I am currently a Masters student in Bioinformatics and I am wanting to create a tool that I could show future employers and add to my portfolio. I am currently in a lab that works a lot with the 1000 genomes project VCF files and investigating human evolutionary history and migration patterns.
For my project, I had the idea of creating a haplotype generator for the Phase 3 VCF files. For example,
Ind1 Ind2 Ind3 0/1 0/0 1/1 0/0 0/1 1/1 1/0 1/0 0/0
would create Haplotypes:
001 - 2 100 - 1 010 - 1 110 - 2
I would want the user of this tool to be able to enter in the length of haplotype they want, and provide filters such an allele frequency filter, so users would be able to create haplotypes from rare SNPs or common SNPs.

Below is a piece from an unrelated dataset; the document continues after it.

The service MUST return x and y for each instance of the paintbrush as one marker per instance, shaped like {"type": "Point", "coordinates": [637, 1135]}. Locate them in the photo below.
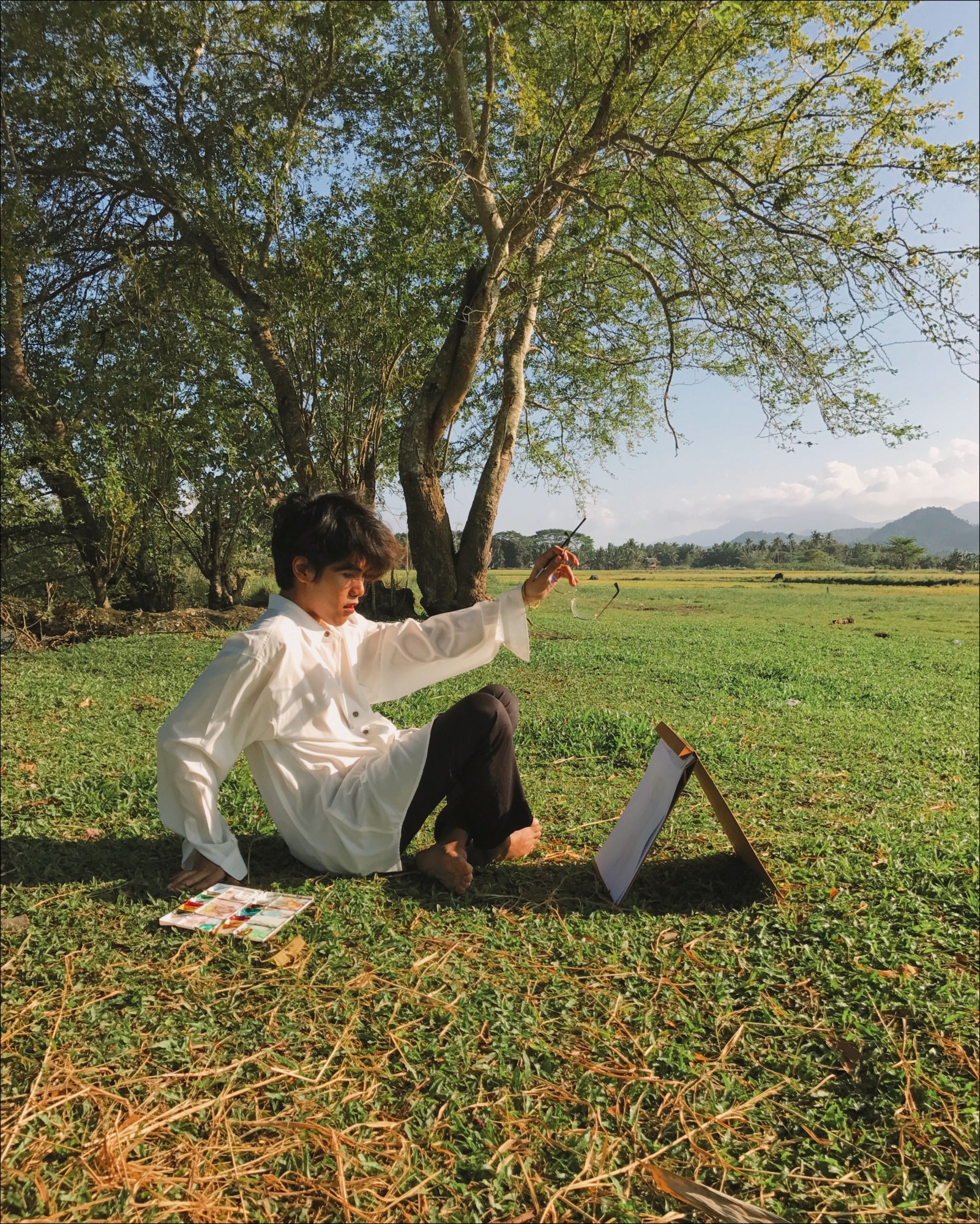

The output of this tool could provide the most common or rare haplotypes for each population and breakdown of how prevalent each haplotype is across all populations for example:
10001010110111101010101 LWK-49% GBR-25% TSI - 23% .......

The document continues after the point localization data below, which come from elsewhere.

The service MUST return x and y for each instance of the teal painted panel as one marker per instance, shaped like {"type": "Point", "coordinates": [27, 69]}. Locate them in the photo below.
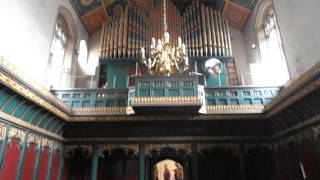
{"type": "Point", "coordinates": [246, 3]}
{"type": "Point", "coordinates": [221, 80]}
{"type": "Point", "coordinates": [20, 110]}
{"type": "Point", "coordinates": [145, 92]}
{"type": "Point", "coordinates": [234, 102]}
{"type": "Point", "coordinates": [222, 102]}
{"type": "Point", "coordinates": [257, 101]}
{"type": "Point", "coordinates": [117, 75]}
{"type": "Point", "coordinates": [44, 120]}
{"type": "Point", "coordinates": [85, 103]}
{"type": "Point", "coordinates": [38, 117]}
{"type": "Point", "coordinates": [159, 92]}
{"type": "Point", "coordinates": [247, 101]}
{"type": "Point", "coordinates": [188, 92]}
{"type": "Point", "coordinates": [76, 104]}
{"type": "Point", "coordinates": [4, 96]}
{"type": "Point", "coordinates": [173, 92]}
{"type": "Point", "coordinates": [11, 105]}
{"type": "Point", "coordinates": [30, 113]}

I wanted to see if anyone knows if a tool like this already exists? I have looked around and cannot find anything that does this function. Also, do you think this project would be useful? If not, is there another project related to 1000 genomes that you think would be more useful to take on? I am just looking for a small manageable project that could be useful to someone and help me find employment once I graduate. Thanks you!